JOHANNESBURG - One miner remains missing on Tuesday afternoon at a Sibanye-Stillwater mine on Gauteng’s West Rand.
Rescuers on Tuesday found a fourth body at Sibanye-Stillwater's Kloof mine, southwest of Johannesburg.
Three miners were confirmed dead on Monday after a group of five entered an abandoned shaft at the Westonaria mine.
Sibanye-Stillwater suspended operations there on Tuesday in order to observe a day of mourning.
The Kloof mine is a shallow to ultra-deep gold mine consisting of five producing shaft complexes that mine open hound and pillars.
The deepest operating level is some 3.3 kilometres underground.
There have been over 15 deaths recorded at Sibanye-Stillwater mines since the start of 2018.
Some Sibanye-Stillwater workers are accusing the company's management of forcing them to work under dangerous conditions.
According to one worker: "The management of the mine is killing us. We're threatened with losing our jobs if we refuse to work under [these] conditions."

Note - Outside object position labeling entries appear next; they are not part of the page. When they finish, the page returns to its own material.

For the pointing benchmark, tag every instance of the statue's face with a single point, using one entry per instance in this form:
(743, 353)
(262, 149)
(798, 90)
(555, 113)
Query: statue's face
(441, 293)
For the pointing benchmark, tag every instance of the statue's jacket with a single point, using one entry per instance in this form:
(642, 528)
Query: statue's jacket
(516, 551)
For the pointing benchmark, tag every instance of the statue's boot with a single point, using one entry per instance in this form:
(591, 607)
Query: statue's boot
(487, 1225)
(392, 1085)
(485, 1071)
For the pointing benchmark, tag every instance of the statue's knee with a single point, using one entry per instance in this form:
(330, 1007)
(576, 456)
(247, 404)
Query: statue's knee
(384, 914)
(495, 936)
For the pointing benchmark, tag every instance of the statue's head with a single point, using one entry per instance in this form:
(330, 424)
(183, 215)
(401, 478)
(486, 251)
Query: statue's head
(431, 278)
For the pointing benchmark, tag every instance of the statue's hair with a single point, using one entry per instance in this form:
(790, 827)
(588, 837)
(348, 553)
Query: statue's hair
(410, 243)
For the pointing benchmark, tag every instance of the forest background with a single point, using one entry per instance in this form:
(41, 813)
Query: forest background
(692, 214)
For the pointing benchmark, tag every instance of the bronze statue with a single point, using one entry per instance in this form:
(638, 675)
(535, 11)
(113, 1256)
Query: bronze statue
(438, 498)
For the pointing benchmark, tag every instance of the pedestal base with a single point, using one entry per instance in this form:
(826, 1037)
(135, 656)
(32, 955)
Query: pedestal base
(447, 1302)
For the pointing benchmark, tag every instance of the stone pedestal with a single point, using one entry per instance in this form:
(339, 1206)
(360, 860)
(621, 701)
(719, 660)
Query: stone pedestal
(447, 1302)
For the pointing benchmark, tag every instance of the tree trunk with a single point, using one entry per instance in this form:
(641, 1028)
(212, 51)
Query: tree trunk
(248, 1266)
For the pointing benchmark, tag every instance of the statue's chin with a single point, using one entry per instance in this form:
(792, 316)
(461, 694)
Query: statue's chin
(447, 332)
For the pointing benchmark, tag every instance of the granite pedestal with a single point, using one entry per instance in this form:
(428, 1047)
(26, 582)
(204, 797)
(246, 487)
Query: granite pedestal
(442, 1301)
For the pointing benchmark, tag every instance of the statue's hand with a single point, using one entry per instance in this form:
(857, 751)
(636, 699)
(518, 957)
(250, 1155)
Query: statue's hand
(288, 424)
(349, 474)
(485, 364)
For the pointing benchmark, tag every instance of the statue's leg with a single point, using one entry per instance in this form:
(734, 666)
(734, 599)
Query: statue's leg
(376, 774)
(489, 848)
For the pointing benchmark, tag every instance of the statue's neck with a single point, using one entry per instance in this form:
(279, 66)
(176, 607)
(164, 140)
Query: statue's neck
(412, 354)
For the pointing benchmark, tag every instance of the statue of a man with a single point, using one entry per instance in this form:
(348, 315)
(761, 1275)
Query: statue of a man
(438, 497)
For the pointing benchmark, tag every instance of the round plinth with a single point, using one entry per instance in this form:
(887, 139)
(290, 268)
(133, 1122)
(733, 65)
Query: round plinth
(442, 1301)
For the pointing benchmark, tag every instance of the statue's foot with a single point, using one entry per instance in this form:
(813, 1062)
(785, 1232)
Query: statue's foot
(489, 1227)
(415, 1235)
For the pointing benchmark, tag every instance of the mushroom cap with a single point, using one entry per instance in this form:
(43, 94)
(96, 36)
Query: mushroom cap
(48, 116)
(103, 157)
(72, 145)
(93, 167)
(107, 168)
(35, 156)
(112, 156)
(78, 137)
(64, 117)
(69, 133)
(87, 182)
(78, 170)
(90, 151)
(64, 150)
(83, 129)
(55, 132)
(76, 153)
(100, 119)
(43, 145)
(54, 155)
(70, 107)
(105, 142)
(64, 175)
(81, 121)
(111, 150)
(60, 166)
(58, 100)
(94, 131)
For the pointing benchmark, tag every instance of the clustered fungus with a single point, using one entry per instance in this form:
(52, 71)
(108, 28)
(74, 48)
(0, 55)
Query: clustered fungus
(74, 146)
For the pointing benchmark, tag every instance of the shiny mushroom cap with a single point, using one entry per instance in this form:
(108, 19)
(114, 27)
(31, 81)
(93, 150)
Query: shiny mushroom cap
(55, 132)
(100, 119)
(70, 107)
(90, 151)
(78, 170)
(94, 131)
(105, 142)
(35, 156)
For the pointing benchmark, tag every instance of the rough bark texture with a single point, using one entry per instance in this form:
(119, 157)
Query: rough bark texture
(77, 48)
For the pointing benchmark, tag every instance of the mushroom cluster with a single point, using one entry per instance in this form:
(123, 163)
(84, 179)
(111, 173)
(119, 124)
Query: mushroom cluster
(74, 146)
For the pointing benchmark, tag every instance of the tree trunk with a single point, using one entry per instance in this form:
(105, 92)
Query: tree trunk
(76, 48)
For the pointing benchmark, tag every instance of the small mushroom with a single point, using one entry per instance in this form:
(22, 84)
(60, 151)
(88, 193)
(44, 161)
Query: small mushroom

Another miner said: "Before I go underground, I always wonder if I'll come back alive."
Sibanye-Stillwater authorities have denied claims that they force their employees to work under dangerous conditions.
According to Thabisili Phumo of Sibanye Stillwater: "It would be a contravention of the law, it would be a contravention of our policy, and therefore as an operation, we would not condone in any day a situation where our miners are forced to go and work underground."
The Parliamentary committee on mineral resources had strong words for the Department of Mineral Resources following the death of the four mineworkers.
Sahlulele Luzipo, committee chair, says mine bosses and shareholders cannot continue to enjoy the financial benefits while miners are dying.